To build a key value storage each node runs a new instance of Paxos variable each time when the node receives a get or put request for an unseen key and redirects all further requests related to the key to that variable. Of course different instances on the same node should share the quorum size and the set of nodes and use unified membership change mechanism which generalises the Paxos variable’s version to work with a dynamic set of Paxos variables. For example its 2n+1 to 2n+2 transition is:

  1. Increase the quorum size.
  2. Generate an event on each node.
  3. Fetch all keys from the nodes up to the event, union them and sync all of them. Of course this operation may be optimized by batching and by parallel processing.
  4. Add a new node to the set of nodes.

Up to this point we designed a replicated key/value with strong consistency and per key test-and-set concurrency control primitive. Since the whole dataset fits one node nothing prevents us from maintaining the order on keys and support range queries.
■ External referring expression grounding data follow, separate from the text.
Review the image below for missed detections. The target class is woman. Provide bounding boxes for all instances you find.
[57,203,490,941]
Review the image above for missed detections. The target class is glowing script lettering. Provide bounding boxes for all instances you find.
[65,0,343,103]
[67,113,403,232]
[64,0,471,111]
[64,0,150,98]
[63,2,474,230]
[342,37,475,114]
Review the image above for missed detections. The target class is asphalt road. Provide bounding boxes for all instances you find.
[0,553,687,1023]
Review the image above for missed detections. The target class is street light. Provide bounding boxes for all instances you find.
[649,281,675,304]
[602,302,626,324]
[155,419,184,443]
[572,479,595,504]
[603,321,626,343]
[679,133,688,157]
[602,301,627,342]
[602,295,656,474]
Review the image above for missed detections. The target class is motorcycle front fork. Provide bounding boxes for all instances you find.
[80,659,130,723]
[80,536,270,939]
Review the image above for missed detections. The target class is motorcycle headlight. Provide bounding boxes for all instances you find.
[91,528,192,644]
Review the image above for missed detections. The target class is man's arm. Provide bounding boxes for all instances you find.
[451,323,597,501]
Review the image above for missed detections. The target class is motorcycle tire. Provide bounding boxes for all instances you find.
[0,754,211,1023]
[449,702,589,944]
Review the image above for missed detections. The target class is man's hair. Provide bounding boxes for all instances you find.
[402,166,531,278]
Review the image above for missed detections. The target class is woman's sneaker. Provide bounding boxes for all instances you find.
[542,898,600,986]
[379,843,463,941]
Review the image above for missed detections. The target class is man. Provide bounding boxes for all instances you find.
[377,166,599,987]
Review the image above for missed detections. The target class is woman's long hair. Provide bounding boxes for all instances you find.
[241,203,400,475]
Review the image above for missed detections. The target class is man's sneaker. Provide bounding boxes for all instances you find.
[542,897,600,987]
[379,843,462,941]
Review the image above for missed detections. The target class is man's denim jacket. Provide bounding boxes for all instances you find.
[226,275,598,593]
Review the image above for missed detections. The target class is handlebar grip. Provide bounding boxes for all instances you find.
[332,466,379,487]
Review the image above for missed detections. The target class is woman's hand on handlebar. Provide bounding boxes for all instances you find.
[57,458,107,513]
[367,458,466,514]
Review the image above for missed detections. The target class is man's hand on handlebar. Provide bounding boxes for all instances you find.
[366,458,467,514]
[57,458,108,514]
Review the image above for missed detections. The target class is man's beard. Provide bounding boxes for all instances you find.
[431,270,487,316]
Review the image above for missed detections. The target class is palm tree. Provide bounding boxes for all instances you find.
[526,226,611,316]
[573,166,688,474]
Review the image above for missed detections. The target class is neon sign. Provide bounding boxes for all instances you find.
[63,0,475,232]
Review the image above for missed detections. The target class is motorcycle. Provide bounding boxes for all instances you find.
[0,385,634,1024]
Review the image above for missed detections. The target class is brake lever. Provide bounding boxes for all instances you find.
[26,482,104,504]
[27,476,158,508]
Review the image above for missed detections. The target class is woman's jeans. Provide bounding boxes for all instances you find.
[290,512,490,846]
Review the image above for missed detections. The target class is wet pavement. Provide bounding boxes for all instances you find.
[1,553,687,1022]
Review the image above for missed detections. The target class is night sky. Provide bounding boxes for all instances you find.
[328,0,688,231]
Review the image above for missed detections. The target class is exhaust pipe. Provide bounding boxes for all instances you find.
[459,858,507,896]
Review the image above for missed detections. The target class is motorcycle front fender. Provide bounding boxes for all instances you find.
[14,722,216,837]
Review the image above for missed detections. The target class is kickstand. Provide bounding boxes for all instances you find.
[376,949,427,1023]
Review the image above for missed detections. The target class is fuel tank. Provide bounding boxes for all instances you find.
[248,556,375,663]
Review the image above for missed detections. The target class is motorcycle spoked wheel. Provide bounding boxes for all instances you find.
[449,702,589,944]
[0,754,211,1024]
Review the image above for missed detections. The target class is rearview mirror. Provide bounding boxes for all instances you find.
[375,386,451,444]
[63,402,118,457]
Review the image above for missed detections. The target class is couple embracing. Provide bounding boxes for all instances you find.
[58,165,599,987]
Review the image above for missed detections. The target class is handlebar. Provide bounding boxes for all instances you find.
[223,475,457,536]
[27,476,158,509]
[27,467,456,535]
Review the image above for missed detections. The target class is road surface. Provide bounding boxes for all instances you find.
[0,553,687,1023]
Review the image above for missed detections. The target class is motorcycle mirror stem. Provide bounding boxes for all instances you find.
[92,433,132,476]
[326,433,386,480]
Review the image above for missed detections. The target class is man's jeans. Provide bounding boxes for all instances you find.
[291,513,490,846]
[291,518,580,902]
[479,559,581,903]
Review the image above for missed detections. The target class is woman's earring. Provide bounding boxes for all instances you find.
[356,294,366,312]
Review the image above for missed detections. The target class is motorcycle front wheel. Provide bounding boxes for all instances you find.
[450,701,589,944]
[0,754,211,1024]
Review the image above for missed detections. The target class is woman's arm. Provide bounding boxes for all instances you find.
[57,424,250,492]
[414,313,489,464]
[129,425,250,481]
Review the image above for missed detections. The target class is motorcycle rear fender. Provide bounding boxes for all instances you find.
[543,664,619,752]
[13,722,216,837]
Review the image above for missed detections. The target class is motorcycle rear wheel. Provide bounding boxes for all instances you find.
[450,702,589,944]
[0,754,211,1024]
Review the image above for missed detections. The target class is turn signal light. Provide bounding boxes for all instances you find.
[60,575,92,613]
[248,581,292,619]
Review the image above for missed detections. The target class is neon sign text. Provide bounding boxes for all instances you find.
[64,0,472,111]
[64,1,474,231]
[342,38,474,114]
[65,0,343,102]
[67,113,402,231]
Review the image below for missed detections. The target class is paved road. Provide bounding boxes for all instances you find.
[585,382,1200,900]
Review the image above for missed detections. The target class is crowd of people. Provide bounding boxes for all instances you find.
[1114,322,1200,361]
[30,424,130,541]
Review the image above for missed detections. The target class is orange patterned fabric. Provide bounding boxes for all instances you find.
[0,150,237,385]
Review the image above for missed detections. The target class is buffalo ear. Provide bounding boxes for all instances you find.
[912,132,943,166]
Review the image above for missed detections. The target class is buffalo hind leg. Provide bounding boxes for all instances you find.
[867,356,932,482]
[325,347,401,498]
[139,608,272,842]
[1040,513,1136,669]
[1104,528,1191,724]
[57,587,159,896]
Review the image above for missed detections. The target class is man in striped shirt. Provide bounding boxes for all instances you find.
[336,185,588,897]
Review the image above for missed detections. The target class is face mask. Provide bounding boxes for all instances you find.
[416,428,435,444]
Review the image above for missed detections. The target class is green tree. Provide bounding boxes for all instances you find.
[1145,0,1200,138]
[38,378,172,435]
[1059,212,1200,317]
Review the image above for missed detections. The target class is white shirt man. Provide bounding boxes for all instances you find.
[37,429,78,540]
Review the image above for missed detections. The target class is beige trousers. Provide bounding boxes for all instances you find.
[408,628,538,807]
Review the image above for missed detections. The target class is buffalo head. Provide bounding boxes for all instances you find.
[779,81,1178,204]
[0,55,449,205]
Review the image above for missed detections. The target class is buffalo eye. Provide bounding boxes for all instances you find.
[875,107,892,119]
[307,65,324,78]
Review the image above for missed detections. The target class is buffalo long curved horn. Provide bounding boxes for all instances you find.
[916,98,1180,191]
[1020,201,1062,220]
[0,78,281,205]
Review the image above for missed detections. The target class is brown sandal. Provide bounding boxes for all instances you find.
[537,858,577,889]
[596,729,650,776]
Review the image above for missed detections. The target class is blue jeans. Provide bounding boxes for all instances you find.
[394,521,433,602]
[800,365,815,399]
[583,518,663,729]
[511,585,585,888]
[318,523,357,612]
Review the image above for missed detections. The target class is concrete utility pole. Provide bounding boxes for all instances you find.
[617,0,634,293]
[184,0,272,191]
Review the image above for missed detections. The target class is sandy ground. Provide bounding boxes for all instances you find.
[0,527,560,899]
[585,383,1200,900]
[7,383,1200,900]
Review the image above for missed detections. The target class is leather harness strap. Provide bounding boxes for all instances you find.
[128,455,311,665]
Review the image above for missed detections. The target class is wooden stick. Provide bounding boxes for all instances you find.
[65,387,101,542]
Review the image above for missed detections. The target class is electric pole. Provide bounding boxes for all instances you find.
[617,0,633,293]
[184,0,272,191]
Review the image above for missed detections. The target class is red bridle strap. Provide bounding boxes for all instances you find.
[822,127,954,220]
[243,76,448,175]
The next step is to support sharding.


Imagine a key value storage that lives on three nodes.

Some day because of the storage usage or high load we will decide to split the storage. So we peek a key from the key space and split the key/value storage into two logical groups. First group (A) contains key less-or-equal to the key and the second group contains the rest (B).

Then we add a node to the B group.

And remove a node from it.

And repeat the process until we get A and B clusters working on the different sets of nodes.

As a result we split the storage without stopping the cluster or loosing consistency.